Hungry for Change

Recently, the Trump Administration passed a proposed rule change to SNAP (formerly known as “food stamps”), and now nearly 700,000 Americans will have their food assistance taken away due to work requirements.

Here’s the deal … every time “we” lose safety assistance, I take it personally, and I feel as if I personally failed to do what I set out to do as an organizer. My goals are to help make this state and country more equitable, and to help our state and country allow poor folks to maintain their dignity while having access to meet their basic needs.

Let me start by saying that these are my personal opinions and do not in any way, shape, or form represent the views of my mom, my kids, my friends, and/or my employer, but please hear me out. I believe that a person should work if they are able to work, but I also know that there are an infinite number of reasons why some people can’t, and not all of those reasons are visible and most are, to be honest, none of our business.
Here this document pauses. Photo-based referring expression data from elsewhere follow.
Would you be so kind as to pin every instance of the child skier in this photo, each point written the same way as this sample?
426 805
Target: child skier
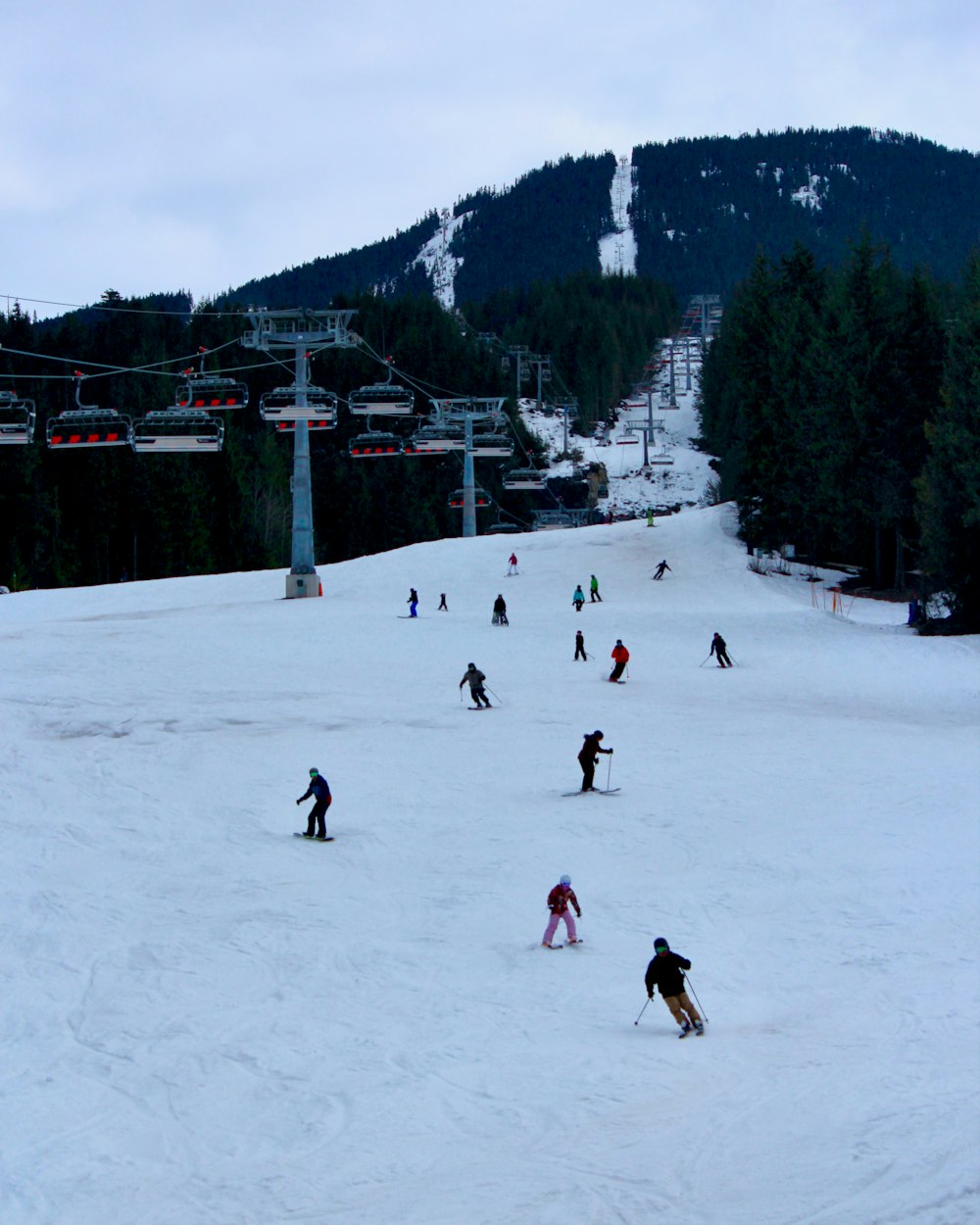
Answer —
559 901
666 973
621 657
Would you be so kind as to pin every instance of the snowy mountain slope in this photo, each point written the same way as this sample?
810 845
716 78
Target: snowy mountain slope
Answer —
207 1019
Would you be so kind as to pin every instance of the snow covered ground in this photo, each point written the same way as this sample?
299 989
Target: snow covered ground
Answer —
209 1020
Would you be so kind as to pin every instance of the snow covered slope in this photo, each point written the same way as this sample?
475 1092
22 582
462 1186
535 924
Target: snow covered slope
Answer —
209 1020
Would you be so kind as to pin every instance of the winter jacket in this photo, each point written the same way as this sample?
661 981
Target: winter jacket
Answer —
588 751
559 900
665 974
318 787
474 677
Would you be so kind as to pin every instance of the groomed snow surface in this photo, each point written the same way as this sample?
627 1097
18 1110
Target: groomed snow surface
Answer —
210 1022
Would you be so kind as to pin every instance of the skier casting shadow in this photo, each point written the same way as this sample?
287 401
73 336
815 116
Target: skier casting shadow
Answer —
588 760
317 821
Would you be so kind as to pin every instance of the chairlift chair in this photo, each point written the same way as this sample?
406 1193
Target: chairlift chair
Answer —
211 392
16 419
381 400
279 405
177 430
373 445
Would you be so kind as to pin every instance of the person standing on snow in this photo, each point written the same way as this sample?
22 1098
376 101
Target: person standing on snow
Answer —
665 971
587 759
559 901
319 789
719 651
621 657
474 677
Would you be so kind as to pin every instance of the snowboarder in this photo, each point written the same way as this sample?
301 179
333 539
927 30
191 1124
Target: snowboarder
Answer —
587 759
621 657
559 901
475 677
319 789
666 973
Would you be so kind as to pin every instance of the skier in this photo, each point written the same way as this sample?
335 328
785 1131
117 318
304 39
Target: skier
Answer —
587 759
475 679
719 651
559 901
621 657
319 789
666 973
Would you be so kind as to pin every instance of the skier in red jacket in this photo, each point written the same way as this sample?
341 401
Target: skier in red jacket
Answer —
559 901
621 657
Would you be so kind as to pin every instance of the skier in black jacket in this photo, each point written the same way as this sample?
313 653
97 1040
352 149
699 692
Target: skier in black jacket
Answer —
666 973
319 789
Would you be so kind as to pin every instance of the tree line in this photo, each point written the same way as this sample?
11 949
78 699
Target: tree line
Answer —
844 407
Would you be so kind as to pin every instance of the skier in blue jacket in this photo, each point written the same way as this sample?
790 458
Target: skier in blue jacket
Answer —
318 788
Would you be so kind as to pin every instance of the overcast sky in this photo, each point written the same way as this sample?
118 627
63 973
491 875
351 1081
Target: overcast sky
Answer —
150 146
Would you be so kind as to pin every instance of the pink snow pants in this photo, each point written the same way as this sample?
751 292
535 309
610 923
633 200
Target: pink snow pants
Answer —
553 926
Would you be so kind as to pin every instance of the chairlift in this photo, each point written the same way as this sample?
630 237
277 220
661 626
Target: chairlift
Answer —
383 400
279 405
16 419
177 430
373 445
88 426
457 499
437 439
290 426
524 478
491 445
204 393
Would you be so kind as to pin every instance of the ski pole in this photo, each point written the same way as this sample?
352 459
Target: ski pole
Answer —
696 999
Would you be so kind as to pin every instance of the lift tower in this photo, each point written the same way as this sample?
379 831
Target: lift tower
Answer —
302 331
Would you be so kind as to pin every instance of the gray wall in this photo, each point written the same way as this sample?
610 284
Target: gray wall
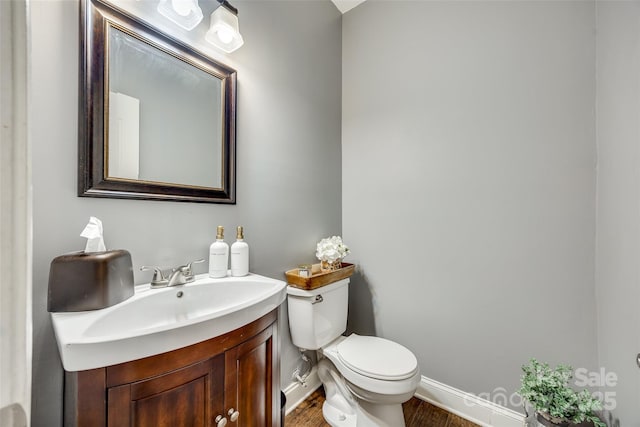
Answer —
289 175
468 135
618 219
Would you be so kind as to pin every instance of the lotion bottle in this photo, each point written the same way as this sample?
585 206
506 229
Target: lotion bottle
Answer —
239 255
218 255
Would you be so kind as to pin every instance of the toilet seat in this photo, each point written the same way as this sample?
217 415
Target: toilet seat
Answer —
377 358
363 385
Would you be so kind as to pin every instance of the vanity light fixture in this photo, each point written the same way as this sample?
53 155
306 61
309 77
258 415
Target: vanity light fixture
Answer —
224 31
185 13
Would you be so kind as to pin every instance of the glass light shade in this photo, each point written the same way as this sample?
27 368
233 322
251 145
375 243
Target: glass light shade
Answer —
184 13
224 31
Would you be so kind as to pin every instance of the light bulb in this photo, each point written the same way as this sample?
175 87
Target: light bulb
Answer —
225 35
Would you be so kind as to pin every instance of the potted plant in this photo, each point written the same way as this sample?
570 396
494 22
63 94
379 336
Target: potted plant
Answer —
330 251
554 401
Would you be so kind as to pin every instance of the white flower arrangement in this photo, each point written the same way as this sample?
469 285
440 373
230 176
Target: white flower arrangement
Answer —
331 249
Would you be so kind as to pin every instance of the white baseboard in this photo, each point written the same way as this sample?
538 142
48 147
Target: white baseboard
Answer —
467 405
296 393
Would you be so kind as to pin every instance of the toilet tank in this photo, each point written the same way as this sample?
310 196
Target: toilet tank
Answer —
317 316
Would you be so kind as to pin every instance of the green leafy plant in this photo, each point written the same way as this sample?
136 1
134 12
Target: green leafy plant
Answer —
549 393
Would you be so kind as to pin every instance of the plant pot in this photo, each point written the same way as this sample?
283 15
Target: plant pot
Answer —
549 421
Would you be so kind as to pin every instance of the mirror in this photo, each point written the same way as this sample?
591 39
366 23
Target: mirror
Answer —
157 118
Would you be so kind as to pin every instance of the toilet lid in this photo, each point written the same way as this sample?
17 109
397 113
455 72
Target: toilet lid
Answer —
377 357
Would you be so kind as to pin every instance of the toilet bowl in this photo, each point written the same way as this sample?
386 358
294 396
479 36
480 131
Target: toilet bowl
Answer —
366 379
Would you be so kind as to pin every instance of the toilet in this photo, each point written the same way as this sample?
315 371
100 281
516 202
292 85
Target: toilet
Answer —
366 379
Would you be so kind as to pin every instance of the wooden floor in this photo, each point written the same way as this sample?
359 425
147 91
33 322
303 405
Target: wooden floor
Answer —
416 414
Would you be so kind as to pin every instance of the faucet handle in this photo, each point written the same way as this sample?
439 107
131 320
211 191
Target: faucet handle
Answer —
158 278
188 272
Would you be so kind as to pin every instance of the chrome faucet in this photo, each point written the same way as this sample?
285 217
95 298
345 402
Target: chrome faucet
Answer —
179 275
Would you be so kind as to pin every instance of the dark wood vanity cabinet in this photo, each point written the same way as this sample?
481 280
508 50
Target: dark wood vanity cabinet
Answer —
233 376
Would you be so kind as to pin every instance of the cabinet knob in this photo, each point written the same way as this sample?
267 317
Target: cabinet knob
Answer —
233 415
221 421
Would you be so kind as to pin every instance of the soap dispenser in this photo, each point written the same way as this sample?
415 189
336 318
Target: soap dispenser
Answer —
239 255
218 255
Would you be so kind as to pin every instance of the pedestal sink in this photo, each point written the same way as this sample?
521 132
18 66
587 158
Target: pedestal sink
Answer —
155 321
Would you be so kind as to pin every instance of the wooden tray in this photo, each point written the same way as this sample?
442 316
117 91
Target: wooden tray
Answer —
319 279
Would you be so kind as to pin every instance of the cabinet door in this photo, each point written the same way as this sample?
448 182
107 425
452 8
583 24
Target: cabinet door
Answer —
248 382
187 397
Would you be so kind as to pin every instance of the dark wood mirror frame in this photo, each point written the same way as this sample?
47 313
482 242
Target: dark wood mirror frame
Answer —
92 177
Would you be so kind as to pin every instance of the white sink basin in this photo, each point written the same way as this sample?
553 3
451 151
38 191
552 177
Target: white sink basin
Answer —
155 321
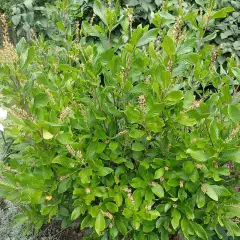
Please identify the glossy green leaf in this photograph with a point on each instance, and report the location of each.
(100, 223)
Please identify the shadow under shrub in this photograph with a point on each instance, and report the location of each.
(113, 134)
Maslow’s Hierarchy of Needs demonstrates what is necessary for a person to achieve their best self. It’s most often demonstrated as a triangle with progression toward the peak. The base of the triangle represents the most basic of needs required for survival: food, sleep, shelter, water, and air.

When these needs are not met, we humans struggle to survive. Read that again. Without our basic needs being met, we struggle to survive.

I am constantly pushing back against the thought that safety net programs motivate people to not work. I cringe every time I am met with the “pull yourself up by your bootstraps” mentality because it’s an elitist point of view. We all don’t operate from a point of privilege that allows us to just wake up in the morning and live our best life. There are too many factors involved, and too many layers and traumas associated with poverty for anyone who has never walked through it will never be able to fully understand.

But believe me when I say that taking food away isn’t going to force people to work.

Have you ever been hungry? I’m not talking about the, “Oh, my belly’s growling and I still have 20 minutes until my lunch break” hunger either. I’m talking about hunger. Gut-wrenching, headache-that-won’t-go-away, crippling hunger. Let me tell you that you’re not going to work in that physical state.

There are too many reasons why SNAP recipients who are able bodied without dependents don’t work. Let’s think about a few groups who are going to suffer because of this new rule:

  • People with disabilities who are stuck in the loop of receiving disability and/or people who have been denied disability but can’t work. I met a 23-year-old woman in Monongalia County who fit this description. Despite an autism diagnosis, Social Security said she was too high functioning for disability benefits, but the mania associated with her diagnosis prevents her from being able to function in rooms with a lot of people and around loud noises. This young woman won’t receive SNAP benefits now because of this rule change.
  • I met a woman who is the caregiver for her sick mother. The family doesn’t have the means to hire in-home care and that situation has left this woman to care for her loved one, preventing her from working. This woman will no longer qualify for SNAP benefits.
  • Young adults who are aging out of the foster care system, relying on themselves, will no longer be able to receive SNAP benefits under this new rule.
  • That man who has known nothing but working in a coal mine and suddenly finds himself without a job in a failing industry will now not have access to food assistance.
  • Those folks living in a holler, 45 minutes away from the nearest grocery store and without a car, will now not be eligible for SNAP benefits because they don’t have access to jobs.
  • That cashier whose hours flip back and forth from 30 hours one week and 15 hours the next … she won’t qualify for SNAP benefits.
  • Homeless community members won’t be eligible for SNAP benefits under this rule.

There’s this image that was created by Ronald Reagan of the Welfare Queen. What they want you to believe is that poor people are laying around their homes, playing video games, and watching Netflix on their 54-inch flatscreen tvs, but that’s just stereotypical propaganda. No one is getting rich from SNAP benefits. Hell, one meal allowance on SNAP is less than $1.50 or $4.50 per week, and most people I have met without children receive around $116 a

If we’re going to continue to push this narrative that poor people need to work and pull themselves up by their bootstraps, then we need to provide the base of support. Again, think about Maslow’s Hierarchy. One’s basic needs have to be met before there is even a remote chance of moving upward.

I want to see the welfare system changed, too, but I want the system to be a hand up and not a hand out, but it’s not designed that way.

Instead of working to support and promote financial mobility, the system is designed to feed on inequities and make it impossible to get ahead. Punishing people – bullying them and starving them – is NOT going to promote employment, but making sure that wages are livable, child care is accessible, housing is affordable, and employment opportunities are varied and doable, and health care (including mental health) is accessible and affordable, will help.

I don’t care which political party you identify with because I want to talk about your values. I value hard work (I’m working two jobs now). I value independence and self-reliance, but I also have had my worldview expanded and am blessed to realize that not everyone has the same opportunities or circumstances as I.

Want to see a system that people only have to rely on for a temporary time? Then work with us to push for the changes to facilitate that kind of system. We aren’t working for band-aid solutions and empty promises, but we are striving for systemic change that will allow all West Virginians to live a life with their dignity and quality of life intact.

But that is going to take consideration, compassion, and a view that stretches further than the end of our own noses.